Last month’s HFES conference (Human Factors and Ergonomics in Healthcare), was a three day deep dive into real-world examples and an exploration of solutions for issues and challenges in healthcare. Representing Key Tech’s product development and design team, Chad Larrow and I had the benefit of immersing ourselves in the Medical and Drug Delivery Device track, witnessing many presentations from HF engineers, designers, researchers, and FDA officials. The Medical and Drug-Delivery Devices track focused on the application of human factors and user experience to the design and evaluation of medical devices and combination products.

Evident across the sessions was the value of extended contextual research. Spending adequate time on either end of ‘standard’ workflow allows designers to get truer responses. What happens before the product is used, and what happens after the product is used provides useful data. By spending the time and doing deeper research in these phases, it helps to ensure we, as designers, are seeing the true situation, not what the user may think designers want to see. Extended contextual research gets us to the heart of the design.

Interestingly, practitioners are making noise about the lack of up to date and patient-specific human factor data sets. Traditionally, accessible HF data has been only available for healthy populations. Healthcare patients are typically very different. Healthcare patients may be older, have limited mobility, or limited strength, etc. We can design around limited HF patient data by conducting extensive testing in user groups, but in the long run, device developers need better information to design better products. Data sets of healthcare patients that include anthropometric information, measurements of physical body parts and range of motion will further enable designers to have a more user-centric approach when designing. Most of this kind of data, as its available today, is on young/fit people.
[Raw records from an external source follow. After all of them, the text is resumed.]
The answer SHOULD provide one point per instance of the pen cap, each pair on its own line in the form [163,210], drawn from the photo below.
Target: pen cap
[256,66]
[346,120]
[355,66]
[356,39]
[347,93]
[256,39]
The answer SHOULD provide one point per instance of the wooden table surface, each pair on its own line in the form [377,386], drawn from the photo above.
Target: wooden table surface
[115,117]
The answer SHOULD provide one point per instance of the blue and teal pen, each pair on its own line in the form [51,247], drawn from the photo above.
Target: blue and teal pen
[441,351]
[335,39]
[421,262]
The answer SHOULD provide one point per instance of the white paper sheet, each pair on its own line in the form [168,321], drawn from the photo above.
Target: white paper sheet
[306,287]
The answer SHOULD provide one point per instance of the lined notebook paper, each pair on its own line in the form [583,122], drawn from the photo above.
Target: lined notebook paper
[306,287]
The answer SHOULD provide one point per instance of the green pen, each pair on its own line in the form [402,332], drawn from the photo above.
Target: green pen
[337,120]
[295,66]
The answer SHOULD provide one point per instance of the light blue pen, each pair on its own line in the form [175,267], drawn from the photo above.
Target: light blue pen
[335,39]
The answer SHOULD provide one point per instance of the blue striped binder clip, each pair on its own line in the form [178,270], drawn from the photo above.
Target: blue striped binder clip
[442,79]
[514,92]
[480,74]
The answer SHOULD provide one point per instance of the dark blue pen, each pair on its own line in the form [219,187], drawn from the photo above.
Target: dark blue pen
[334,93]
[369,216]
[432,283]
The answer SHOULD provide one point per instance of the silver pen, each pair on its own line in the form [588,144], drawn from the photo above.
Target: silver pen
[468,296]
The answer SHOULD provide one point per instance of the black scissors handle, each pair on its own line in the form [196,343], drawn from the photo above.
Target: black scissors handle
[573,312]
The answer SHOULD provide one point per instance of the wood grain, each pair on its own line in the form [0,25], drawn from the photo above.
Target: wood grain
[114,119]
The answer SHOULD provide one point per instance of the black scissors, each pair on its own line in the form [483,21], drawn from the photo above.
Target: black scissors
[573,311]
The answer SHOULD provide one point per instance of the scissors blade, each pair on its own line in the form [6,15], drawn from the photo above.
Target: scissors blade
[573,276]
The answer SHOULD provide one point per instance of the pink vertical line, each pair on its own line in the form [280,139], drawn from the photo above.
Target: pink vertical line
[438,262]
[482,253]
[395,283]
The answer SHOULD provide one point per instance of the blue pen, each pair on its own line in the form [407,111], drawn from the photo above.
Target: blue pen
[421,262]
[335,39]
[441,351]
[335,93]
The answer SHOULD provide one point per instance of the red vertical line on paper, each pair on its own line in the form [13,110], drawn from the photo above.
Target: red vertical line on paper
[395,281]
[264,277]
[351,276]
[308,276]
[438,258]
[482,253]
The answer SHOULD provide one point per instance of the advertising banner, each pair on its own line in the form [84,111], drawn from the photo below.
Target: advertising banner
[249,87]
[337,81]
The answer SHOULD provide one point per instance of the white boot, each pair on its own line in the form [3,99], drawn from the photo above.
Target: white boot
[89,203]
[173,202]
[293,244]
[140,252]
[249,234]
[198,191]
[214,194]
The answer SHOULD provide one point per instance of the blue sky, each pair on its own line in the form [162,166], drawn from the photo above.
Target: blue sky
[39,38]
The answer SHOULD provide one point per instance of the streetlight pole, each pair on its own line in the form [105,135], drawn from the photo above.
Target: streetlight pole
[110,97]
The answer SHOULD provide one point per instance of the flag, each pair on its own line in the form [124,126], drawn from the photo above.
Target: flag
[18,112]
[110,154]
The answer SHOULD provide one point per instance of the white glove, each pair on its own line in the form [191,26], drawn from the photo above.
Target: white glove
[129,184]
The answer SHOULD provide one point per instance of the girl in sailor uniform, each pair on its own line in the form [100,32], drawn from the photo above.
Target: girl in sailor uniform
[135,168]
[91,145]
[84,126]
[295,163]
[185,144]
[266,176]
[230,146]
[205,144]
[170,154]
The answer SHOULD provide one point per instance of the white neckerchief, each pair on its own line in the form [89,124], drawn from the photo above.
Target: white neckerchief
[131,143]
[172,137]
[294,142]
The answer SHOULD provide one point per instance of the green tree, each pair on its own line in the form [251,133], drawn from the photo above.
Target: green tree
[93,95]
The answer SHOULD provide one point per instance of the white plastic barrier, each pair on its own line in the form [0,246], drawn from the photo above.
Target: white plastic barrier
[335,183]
The most innovative work that we saw was the use of increased 3D visualization in order to create more comprehensive understanding of use environments and what the user and patient are experiencing. By leveraging 360 degree cameras and VR environments, designers are able to simulate use, bridging the gap between development phases and live testing, train users in virtual environments, and replicate high-stress emergency situations proving invaluable insight early on in development.

It was exciting to see the increased knowledge requirements practitioners are looking for, acquiring, and using, in product development. This ultimately will increase the quality of the resulting products, which, will in turn, lead to better health outcomes. We at Key Tech will be looking for opportunities to employ these latest techniques.